Lack of attention to detail.


----------



## dougspaulding (May 22, 2004)

If that link doesn't work, there's always this one:

http://www.bubbathemovie.com/

The first site won't load, and the second gives you no information.


----------



## Sinister (Apr 18, 2004)

dougspaulding said:


> Lack of attention to detail.


Hmmmm...I wasn't the one who left out the rest of the film/comics title in my thread title.


----------



## Faustian_Pact (Apr 19, 2006)

Trailer Park Werewolves. Monster Truck rallies. KFC. 

The soundtrack better have a lot of banjo!


----------



## dougspaulding (May 22, 2004)

Sinister said:


> ...I wasn't the one who left out the rest of the film/comics title in my thread title.

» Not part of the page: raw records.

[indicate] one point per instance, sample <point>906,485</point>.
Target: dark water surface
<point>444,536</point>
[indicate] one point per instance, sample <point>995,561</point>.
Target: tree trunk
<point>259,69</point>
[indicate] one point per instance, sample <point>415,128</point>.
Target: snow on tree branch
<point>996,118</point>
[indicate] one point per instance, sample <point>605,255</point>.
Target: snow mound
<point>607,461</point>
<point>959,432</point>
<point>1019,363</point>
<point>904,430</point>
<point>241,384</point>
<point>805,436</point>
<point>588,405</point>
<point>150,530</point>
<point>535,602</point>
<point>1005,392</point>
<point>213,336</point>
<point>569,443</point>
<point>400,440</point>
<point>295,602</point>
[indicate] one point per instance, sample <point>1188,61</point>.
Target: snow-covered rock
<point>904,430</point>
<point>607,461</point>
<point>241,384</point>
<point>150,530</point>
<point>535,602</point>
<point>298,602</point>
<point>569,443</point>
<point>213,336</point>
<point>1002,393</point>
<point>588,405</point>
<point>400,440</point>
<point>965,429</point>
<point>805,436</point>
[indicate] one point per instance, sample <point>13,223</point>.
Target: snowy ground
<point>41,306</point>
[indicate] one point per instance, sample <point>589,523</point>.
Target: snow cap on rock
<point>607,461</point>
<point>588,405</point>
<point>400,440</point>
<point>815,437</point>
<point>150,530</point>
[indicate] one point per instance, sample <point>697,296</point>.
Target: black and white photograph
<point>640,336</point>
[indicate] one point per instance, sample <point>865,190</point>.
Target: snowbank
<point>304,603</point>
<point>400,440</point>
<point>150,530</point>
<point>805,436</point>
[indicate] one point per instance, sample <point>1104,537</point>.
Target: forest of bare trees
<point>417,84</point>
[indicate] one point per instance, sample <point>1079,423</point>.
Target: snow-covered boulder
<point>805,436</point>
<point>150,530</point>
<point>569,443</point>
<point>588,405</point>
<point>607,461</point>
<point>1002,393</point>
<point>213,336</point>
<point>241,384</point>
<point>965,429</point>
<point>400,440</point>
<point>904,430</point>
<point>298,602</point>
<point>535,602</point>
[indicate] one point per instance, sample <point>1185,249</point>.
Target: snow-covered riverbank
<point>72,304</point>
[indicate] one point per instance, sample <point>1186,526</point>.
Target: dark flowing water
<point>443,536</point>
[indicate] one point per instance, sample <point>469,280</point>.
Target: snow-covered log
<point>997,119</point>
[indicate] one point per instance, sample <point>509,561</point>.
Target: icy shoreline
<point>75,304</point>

That was how I _wanted_ the title to read - I created it especially for this thread. I have _excellent_ attention to detail. Besides, that's the _actual_ URL!


----------



## claymud (Aug 21, 2005)

Faustian_Pact said:


> Trailer Park Werewolves.


You mean like the Trailer Park Boys?


----------



## Sinister (Apr 18, 2004)

dougspaulding said:


> That was how I _wanted_ the title to read - I created it especially for this thread. I have _excellent_ attention to detail. Besides, that's the _actual_ URL!


Whoa! Cool out, Kemosabe'! We're friends here, ya know? I felt like you insulted me because I made a minor mistake. I tried to rib you a little bit and it seems you're getting your undies in a bunch. If you weren't trying to insult me, then please accept my apology. The next time use a smiley so I think you're just joshin' me.


----------



## dougspaulding (May 22, 2004)

Sinister said:


> If you weren't trying to insult me, then please accept my apology. The next time use a smiley so I think you're just joshin' me.


I accept your apology, you sensitive thing, you.


----------